3D Matter Made to Order
The “3D Matter Made to Order” initiative of KIT and the University of Heidelberg is one of the clusters funded under the current excellence strategy. It pursues a highly interdisciplinary approach combining natural and engineering sciences. The planned research cluster concentrates on three-dimensional additive manufacturing techniques, from the molecular level to macroscopic dimensions. These methods are to be used to produce components and systems by nano printing at maximum process speed and resolution for novel applications in materials and life sciences.
Further Research Highlights
For the development of a white polymer foil, researchers used the white scales of a beetle as a model and made it appear white without using titanium dioxide that damages the environment. New materials are not yet calculated on the computer, but have to be synthesized and their properties have to be confirmed experimentally. Within the framework of the Virtual Materials Design (VirtMat) initiative, researchers work on simulating new materials for the microscopic world instead of measuring them. Research covers twelve selected topics ranging from fundamental problems of quantum physics to applied studies, such as production of more efficient materials for displays of mobile phones. Printing technologies are increasingly used in materials science.

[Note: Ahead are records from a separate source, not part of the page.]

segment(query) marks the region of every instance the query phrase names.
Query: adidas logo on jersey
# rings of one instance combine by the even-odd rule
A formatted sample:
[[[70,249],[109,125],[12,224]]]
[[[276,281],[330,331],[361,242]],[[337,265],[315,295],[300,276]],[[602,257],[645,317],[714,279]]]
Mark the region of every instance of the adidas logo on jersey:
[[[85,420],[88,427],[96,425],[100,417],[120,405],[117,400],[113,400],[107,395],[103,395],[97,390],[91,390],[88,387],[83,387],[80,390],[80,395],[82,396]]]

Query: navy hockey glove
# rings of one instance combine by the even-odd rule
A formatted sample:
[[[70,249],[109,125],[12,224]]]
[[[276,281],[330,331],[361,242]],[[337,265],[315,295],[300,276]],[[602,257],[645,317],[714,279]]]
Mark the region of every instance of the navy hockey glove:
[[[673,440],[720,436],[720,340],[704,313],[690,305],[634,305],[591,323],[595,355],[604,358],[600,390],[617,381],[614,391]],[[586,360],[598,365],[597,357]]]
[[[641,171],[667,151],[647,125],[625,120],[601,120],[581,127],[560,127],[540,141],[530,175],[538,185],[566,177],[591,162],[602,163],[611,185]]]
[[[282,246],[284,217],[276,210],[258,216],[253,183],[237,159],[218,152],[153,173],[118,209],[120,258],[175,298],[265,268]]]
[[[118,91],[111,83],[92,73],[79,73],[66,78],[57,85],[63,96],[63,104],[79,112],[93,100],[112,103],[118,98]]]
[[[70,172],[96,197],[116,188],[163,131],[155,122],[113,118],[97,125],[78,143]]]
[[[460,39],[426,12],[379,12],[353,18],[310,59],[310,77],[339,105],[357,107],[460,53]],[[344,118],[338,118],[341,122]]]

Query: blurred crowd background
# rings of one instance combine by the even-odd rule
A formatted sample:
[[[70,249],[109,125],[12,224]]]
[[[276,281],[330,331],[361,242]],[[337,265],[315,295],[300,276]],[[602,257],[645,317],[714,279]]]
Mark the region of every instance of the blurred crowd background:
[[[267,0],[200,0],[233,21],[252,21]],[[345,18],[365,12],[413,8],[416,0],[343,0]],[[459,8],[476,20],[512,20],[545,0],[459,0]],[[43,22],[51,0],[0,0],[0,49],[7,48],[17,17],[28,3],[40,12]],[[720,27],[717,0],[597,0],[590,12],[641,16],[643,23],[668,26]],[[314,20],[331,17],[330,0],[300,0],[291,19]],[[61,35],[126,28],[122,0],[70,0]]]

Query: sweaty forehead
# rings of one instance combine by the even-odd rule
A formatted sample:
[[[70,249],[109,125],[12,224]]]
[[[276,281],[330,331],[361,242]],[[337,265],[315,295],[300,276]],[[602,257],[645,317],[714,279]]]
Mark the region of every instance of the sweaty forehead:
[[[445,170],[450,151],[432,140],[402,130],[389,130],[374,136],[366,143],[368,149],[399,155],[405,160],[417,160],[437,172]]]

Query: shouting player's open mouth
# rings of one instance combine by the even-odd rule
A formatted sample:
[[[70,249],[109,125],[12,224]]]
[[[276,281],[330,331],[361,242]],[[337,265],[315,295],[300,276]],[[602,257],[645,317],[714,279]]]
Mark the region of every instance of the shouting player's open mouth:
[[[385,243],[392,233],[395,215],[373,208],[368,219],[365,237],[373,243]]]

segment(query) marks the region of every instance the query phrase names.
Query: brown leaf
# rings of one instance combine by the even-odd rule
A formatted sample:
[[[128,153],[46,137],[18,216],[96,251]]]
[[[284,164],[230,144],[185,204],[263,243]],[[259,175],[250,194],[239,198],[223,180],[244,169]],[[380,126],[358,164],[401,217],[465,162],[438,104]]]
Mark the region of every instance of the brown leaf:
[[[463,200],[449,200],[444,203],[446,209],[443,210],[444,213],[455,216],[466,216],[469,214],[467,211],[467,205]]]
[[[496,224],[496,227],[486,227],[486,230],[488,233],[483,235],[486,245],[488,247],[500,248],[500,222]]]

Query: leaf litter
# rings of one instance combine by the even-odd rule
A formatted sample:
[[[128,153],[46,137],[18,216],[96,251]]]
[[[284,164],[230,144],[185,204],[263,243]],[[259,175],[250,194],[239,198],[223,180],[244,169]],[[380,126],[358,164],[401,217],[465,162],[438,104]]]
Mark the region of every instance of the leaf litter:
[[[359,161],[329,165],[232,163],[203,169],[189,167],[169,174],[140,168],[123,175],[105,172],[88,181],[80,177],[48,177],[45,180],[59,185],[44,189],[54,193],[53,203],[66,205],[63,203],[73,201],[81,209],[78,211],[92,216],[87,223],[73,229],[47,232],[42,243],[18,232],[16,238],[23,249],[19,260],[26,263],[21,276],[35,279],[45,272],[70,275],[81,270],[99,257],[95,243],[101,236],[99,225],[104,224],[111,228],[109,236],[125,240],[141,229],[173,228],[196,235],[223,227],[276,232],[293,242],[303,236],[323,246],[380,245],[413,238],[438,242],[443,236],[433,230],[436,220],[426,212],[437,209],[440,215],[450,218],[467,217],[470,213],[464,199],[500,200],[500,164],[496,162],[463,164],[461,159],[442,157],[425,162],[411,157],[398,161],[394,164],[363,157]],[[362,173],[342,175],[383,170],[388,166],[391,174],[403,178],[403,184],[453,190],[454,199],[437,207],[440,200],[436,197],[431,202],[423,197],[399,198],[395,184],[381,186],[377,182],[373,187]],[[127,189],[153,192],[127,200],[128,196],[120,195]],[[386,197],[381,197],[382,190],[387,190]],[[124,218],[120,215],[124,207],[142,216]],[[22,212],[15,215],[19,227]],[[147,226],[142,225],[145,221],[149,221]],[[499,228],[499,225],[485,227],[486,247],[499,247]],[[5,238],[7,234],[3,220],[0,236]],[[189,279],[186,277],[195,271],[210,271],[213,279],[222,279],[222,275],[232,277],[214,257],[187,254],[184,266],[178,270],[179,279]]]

In case of 3D printing, for instance, highest precision and printing speed are of crucial importance. Scientists have developed a system to print highly precise, centimeter-sized objects with sub-micrometer details at so far unmatched speed. Printable electronics also plays an important role in times of digitalization and may replace silicon technology. Instead of rigid silicon wafers, carrier materials applied layer by layer may have various functions and forms. Numerous carrier materials are available for selection and may be flexible in contrast to the rigid wafers.